Green canyon with a looking like an ancient aqueduct bridge connectiong both sides of the canyon
The bridge connecting both sides og Gravina.

 

 

 

 

 

 

 

 

 

To get to the old town or historic center just go along the bobbled road that ends in a slight climb.

The center is full of tuff (local limestone) houses which are connected through an intertwining of stairs and narrow alleys. The old town has pretty a lot of places to visit, such as Pallazzo Ducale Orsini, a former house ot the Orsini family that ruled in Gravina for 500 years.The house is in Piazza della Repubblica.
There are quite a few other famous palaces and villas, for example, Palazzo Calderoni-Martini, the Palazzo Popolizio, or the Villa D’Ecclesis.

If you like visiting museums, there are a few in Gravina.


I think Museo Fondazione Ettore Pomarici Santomasi is definitely worth visiting. You can see amazing l rooms, dresses, ceramics, coins, and even the couch that was used in the James Bond film ‘No Time to Die’. There is also an underground church with frescos. The museum is not particularly popular, which is a pity, because it has many beautiful exhibits,

In the town, like in every single town or village in Italy, you can visit churches.

 

Seeing from the distance an old building of a cathedral standing on the top of a wide hill where are some trees.
A cathedral seen from the other side of the bridge.


As everywhere, so in Gravina as well, the cathedral is the most important of them. People built the medieval cathedral in 1065 and in 1456 the earthquake almost completely destroyed it, then it was rebuild.
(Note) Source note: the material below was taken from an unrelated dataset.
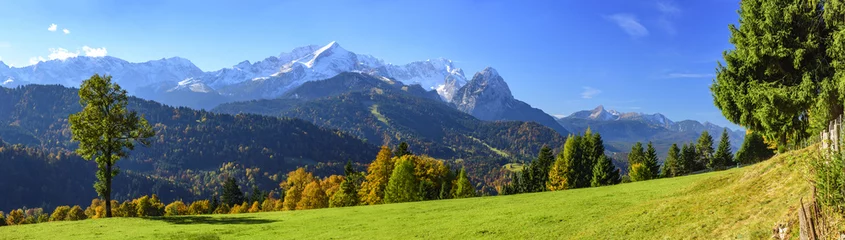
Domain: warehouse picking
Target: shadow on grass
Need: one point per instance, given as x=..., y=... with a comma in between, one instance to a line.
x=211, y=220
I don’t know whether the cathedral is the most beautiful church in Gravina, because I haven’t seen any others.

I enjoyed visiting Chiesa Rupestre di San Michele Delle Grotte, which is off the center. We saw the church with a group of Italians, however, the guide – a priest knowing that I’m not Italian, tried to explain to me thing is English.  Its builders carved it out of tufo and it has 14 stone columns.

Three stone columns standing in a carved in a rock cave
The columns in the church.

 

 

 

You can see some frescoes and three stone statues inside. There is also a heap made of skulls and bones, that according to the legend are remains of the Martyrs of the Saracen attack of 999.

 

 

A remains of a colorful freco painted in a rocky wall.
One of the frescoes.

 

 

 

Gravina has many overground places to see, but there is also a hidden part of the town – the underground Gravina. It’s possible to visit it with a guide from the Gravina Sotteranea association.

 

Many tourists who decide to visit the town enjoy hiking and trekking in the Murgia National Park.

Actually it doesn’t matter when you visit the park. Every season offers something amazing: in spring it’s intensively green with colorful blooming flowers. You can see wild tulips, gladioli, and orchids. In autumn the coulours of leaves, cyclamens, and colchicine. The park is not a pristine terrain, of course, a long presence of men has shaped it.

Gravina is a part of Slowfood’s network of slow cities, which means you eat here great quality food. The town is full of restaurants and cafes, so you won’t have any problem finding a good place for lunch or dinner.


 Gravina is a nice town for good holidays.

It’s not crazy popular, so it’s not expensive. The people are friendly and the weather, as usual in the South, is sunny. As I mentioned, visitors go to Matera which is becoming more and more crowded and touristy. Gravina is still more authentic and it’s a town in which the locals live. It might happen that having an evening walk, you will be the only tourist strolling among locals in the main square.

 

I always have a problem with the selection of adjectives to describe Gravina. Actually, I have the same doubts thinking about Matera. I mean I wouldn’t use the word ‘beautiful’ to describe any of them. Gravina is impressive, amazing, monumental, a bit weird, and very old. Not so breathtaking as Matera though, Gravina has a unique atmosphere, something between nature and the town. Still in my opinion is not beautiful though, but neither Matera is. Why? Because it does not meet my criteria for a beautiful place, but even so I believe Gravina is worth visiting. Beautiful is not equal to interesting or fascinating.
If you have an opportunity, just visit them and decide whether the towns are in line with your idea of a beautiful place.